Summers in England cannot be guaranteed. Ask anyone who lives here.
But this summer has been the worst for a long time, especially in the East of England where I live, which has languished under gloomy cloud cover for what seems like months. Yesterday, It was dark while I was making breakfast, and the sun hadn’t appeared by the time I took Ollie out for his walk, at 1:40pm.
The temperature was only 16C (60F) and it was unusually windy for August too.
Since he had his Vet treatments on Wednesday, Ollie has improved immensely. He was pleased to get out over to Beetley Meadows, and it wasn’t too long before he was running into the river for a refreshing drink. As we walked around the riverside path after, the shoulder high nettles were on the move. Stirred by the wind, they seemed to be reaching out to others across the path, in the hope of stinging me as I passed by.
Like some kind of anchored monster, their tendrils waved in the breeze, almost as if they sensed my arrival. I had to weave in and out of the extended nettle heads, stopping occasionally to bash down some of the most impassable ones with my trusty dog-walking stick.
Oblivious as ever, Ollie trotted on, sniffing and marking. But he had no canine companions yesterday. Local dog-walkers were either away on holiday, or not willing to chance the possibility of rain.
When that rain arrived, it was nothing to speak of.

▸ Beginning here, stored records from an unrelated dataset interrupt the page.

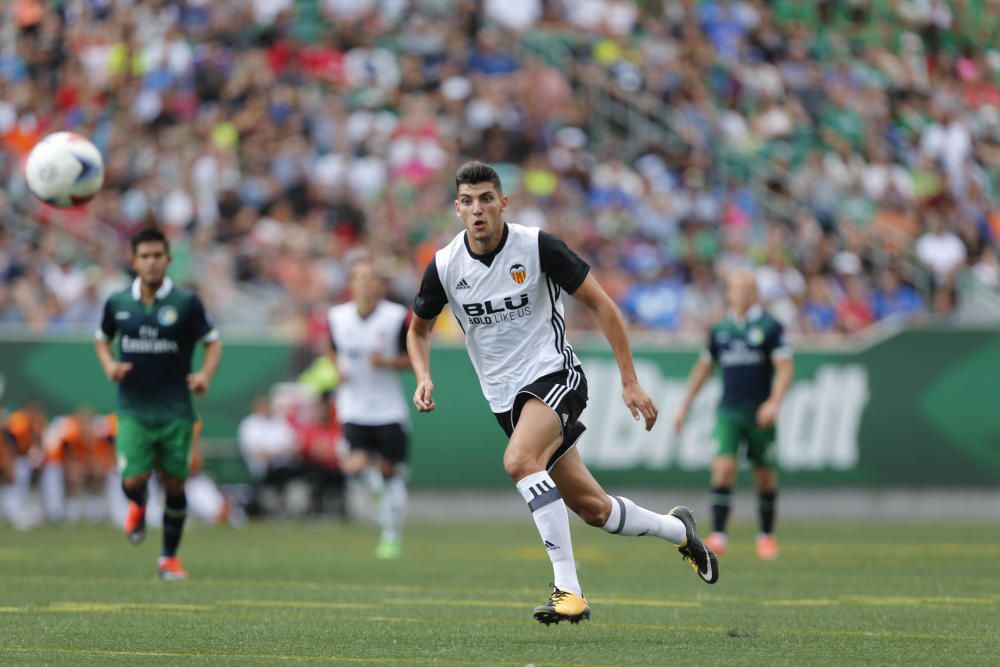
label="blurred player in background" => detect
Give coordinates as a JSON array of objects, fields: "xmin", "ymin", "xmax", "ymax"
[
  {"xmin": 327, "ymin": 257, "xmax": 410, "ymax": 559},
  {"xmin": 408, "ymin": 162, "xmax": 719, "ymax": 625},
  {"xmin": 3, "ymin": 401, "xmax": 46, "ymax": 528},
  {"xmin": 674, "ymin": 271, "xmax": 793, "ymax": 560},
  {"xmin": 95, "ymin": 228, "xmax": 222, "ymax": 579},
  {"xmin": 41, "ymin": 408, "xmax": 108, "ymax": 523}
]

Little more than tangible moisture in the air, followed by a few very determined individual drops that had escaped the heavy clouds overhead. Not even enough to wet my uncovered head.
After less than ninety minutes, Ollie’s enthusiasm waned, and I sensed he was preferring the idea of his dinner, to more walking. So we headed out of the alley at the far end of Beetley Meadows, with Ollie sniffing and marking the spots he had missed earlier.
I was left reflecting that it hadn’t felt much like a late-August dog walk. More like late March.